よーしこれは非常に重要なことですなー、とか言ってるの。もう見てらんない。
お前らな、日本語喋ってやるから少し落ち着けよと。
法廷ってのはな、もっと殺伐としてるべきなんだよ。
Uの字テーブルの向かいに座った法廷官といつ喧嘩が始まってもおかしくない、
嘘を突き通すかバレるか、そんな雰囲気がいいんじゃねーか。女子供は、すっこんでろ。
で、やっと日本語の件が落ち着いたと思ったら、隣の弁護士(確かオドロキ)が、あなたはマユの密輸をしていた、とか言ってるんです。
そこでまたぶち切れですよ。
あのな、余罪追求なんてきょうび流行んねーんだよ。

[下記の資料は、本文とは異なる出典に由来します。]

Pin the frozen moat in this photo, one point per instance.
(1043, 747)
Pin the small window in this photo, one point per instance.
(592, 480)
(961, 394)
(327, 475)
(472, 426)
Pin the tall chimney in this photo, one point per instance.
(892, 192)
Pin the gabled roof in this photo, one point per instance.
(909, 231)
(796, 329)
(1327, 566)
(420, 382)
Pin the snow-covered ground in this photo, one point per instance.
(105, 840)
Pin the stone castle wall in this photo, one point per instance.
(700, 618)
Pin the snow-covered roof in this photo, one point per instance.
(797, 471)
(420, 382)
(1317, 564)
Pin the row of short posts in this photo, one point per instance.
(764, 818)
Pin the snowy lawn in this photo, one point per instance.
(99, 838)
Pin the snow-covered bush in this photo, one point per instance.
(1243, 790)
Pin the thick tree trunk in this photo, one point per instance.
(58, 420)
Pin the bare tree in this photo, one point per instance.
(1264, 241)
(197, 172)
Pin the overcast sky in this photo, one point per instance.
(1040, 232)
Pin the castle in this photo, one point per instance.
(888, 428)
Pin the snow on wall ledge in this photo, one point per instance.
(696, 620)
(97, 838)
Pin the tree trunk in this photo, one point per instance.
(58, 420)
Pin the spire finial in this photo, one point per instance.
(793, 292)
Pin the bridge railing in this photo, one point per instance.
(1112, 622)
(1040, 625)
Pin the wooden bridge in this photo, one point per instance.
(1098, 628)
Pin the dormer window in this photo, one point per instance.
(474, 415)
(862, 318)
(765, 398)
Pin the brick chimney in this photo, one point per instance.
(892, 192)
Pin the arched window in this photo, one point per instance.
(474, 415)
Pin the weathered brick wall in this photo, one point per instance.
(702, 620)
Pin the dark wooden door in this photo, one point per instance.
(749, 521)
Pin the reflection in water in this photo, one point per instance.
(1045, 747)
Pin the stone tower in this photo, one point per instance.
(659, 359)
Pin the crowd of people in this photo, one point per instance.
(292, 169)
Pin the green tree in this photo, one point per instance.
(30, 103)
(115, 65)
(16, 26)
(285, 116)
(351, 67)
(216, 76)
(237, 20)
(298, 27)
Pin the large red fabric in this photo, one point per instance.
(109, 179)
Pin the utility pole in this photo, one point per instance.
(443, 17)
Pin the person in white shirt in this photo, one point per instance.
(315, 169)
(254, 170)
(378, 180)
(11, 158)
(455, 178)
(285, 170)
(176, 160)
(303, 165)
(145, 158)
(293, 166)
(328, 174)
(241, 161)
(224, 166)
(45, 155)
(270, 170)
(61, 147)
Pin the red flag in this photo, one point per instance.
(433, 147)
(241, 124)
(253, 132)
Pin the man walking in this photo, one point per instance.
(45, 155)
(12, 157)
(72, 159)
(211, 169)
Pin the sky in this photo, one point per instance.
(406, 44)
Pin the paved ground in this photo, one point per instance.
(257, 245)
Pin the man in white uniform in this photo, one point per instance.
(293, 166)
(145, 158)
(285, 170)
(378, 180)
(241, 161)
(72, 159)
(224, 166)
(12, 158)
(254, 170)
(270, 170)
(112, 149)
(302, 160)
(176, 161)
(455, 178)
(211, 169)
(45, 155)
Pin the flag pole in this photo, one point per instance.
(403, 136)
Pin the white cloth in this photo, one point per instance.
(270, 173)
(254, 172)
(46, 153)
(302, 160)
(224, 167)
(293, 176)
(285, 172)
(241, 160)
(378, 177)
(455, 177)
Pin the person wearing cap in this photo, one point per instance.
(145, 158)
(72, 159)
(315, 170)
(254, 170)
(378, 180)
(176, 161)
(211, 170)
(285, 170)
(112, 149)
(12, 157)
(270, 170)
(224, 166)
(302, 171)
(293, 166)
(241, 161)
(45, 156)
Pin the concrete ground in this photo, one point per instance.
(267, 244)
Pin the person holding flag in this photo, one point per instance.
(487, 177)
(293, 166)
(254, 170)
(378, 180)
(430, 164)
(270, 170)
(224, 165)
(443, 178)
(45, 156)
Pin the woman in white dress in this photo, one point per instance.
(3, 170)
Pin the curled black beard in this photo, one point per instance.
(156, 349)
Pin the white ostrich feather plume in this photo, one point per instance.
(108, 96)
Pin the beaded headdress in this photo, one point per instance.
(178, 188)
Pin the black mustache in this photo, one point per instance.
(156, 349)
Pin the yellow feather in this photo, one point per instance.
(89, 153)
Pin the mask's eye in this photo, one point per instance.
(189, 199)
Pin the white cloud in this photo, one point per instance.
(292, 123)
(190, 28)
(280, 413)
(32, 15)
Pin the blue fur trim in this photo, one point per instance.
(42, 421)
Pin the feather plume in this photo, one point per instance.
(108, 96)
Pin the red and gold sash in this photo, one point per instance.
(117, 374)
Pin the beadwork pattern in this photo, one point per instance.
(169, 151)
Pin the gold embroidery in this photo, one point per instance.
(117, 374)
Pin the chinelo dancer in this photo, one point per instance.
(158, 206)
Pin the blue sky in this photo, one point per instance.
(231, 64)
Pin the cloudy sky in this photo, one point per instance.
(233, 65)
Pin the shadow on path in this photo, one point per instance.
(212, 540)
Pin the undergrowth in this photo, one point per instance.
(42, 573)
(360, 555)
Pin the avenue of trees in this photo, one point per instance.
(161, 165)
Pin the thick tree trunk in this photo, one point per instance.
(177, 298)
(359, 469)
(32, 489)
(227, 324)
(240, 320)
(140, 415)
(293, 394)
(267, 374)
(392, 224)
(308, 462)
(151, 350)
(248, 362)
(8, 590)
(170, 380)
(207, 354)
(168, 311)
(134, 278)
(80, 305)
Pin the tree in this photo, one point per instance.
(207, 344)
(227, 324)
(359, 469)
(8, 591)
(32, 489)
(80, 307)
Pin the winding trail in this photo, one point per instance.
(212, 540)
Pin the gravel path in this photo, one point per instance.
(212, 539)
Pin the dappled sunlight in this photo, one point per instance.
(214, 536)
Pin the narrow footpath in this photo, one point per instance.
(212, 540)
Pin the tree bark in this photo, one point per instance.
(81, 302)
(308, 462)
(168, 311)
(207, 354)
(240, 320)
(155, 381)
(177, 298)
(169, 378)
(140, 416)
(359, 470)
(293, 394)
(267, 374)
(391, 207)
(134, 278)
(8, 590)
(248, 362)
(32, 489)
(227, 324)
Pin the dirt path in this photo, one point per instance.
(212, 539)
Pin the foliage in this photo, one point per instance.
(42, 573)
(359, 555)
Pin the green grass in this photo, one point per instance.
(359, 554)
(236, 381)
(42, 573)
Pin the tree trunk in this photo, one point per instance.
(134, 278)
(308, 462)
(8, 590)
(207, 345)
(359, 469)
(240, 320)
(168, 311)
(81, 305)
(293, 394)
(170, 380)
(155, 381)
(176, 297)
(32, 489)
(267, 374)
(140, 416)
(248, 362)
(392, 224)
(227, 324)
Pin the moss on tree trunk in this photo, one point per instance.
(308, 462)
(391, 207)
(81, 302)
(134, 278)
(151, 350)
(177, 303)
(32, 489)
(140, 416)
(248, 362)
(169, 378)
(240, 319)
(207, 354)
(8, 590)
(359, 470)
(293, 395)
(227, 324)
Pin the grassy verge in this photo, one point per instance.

ボケが。
得意げな顔して何が、マユの密輸をしていた、だ。
お前は本当にマユの密輸に興味があるのかと問いたい。問い詰めたい。小1時間問い詰めたい。
お前、証人の細かい素性を知りたいだけちゃうんかと。
密輸通の俺から言わせてもらえば今、密輸通の間での最新流行はやっぱり、
ギターケースにしのばせる、これだね。
外国から来た人に木製のギターケースをプレゼント。これが通の運搬の仕方。
ギターケースってのはマユが多めに入れられる。そん代わり出国検査が甘め。これ。
で、それに密輸後に起動する発火装置。これ最強。
しかしこれをやると次から職員にマークされるという危険も伴う、諸刃の剣。
素人にはお薦め出来ない。
まあお前ら日本人は、ラミロアのポストカードでも見てなさいってこった。